Intervention de Catherine Morin-Desailly

Réunion du 26 février 2020 à 15h00
Lutte contre les contenus haineux sur internet — Adoption en nouvelle lecture d'une proposition de loi dans le texte de la commission modifié

Photo de Catherine Morin-DesaillyCatherine Morin-Desailly :

En effet – c’est pourquoi cet échec était également prévisible –, vous avez privilégié une procédure accélérée qui n’a pas permis de faire converger les approches. Contrairement à ce que suggère l’Assemblée nationale, l’avis du Conseil d’État est loin d’être positif et celui de la Commission européenne est franchement critique. Hier, j’assistais encore à une réunion de travail à l’ambassade du Canada au cours de laquelle de nombreux juristes et universitaires spécialistes du sujet ont de nouveau exprimé leur scepticisme par rapport à ce texte, voire leur hostilité, qu’il s’agisse de son article 1er ou de l’article 1er de la loi relative à la lutte contre la manipulation de l’information.

Je regrette véritablement que, sur un sujet aussi important, nous n’ayons pas pu prendre ensemble un peu de hauteur. Plutôt que de vous lancer dans cette série de propositions de loi en tentant de bricoler des solutions, il aurait mieux valu aborder le sujet de manière systémique.

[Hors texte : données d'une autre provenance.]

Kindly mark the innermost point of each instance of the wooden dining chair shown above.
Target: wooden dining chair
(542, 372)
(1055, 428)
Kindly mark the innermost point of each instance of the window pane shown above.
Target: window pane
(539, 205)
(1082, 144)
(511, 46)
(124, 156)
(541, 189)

Nos amis britanniques, par exemple, ont décidé de traiter la question dans sa globalité, en évitant l’accumulation de textes puzzles. Ils ont ainsi annoncé mercredi dernier le renforcement des pouvoirs de l’autorité régulatrice des télécommunications au Royaume-Uni, l ’ Office of Communications (Ofcom), qui rassemble l’équivalent du CSA et de l’Autorité de régulation des communications électroniques, des postes et de la distribution de la presse (Arcep). Membres ou pas de l’Union européenne, les défis sont les mêmes ; ils sont décidés, aiguillonnés par le scandale Cambridge Analytica, à traiter ce sujet comme un tout cohérent.

Ce manque de hauteur est d’autant plus regrettable que d’autres pays nous observent et prennent souvent exemple sur notre législation. Il est aussi question de l’impulsion que souhaite donner la France et des réponses qu’elle veut voir apporter sur le plan international à cet enjeu du XXIe siècle.

Il convient d’évoquer deux autres points, illustrés par l’actualité récente et à venir.

Tout d’abord, la question des moyens reste entièrement posée. Notez, monsieur le secrétaire d’État, que sur les dispositions de l’article 4, qui élargissent les prérogatives du CSA dans le cadre d’un contrôle systémique, nos positions étaient très proches de celles de l’Assemblée nationale, qui a d’ailleurs conservé les dispositions résultant des travaux du Sénat dans le texte définitif. Cependant, nous sommes interrogatifs sur les moyens. D’abord pour le régulateur, qui va devoir gérer en parallèle sa fusion avec la Haute Autorité pour la diffusion des œuvres et la protection des droits sur internet, la Hadopi, et une forte montée en compétence technique. Ensuite pour la justice, bien sûr, déjà singulièrement démunie.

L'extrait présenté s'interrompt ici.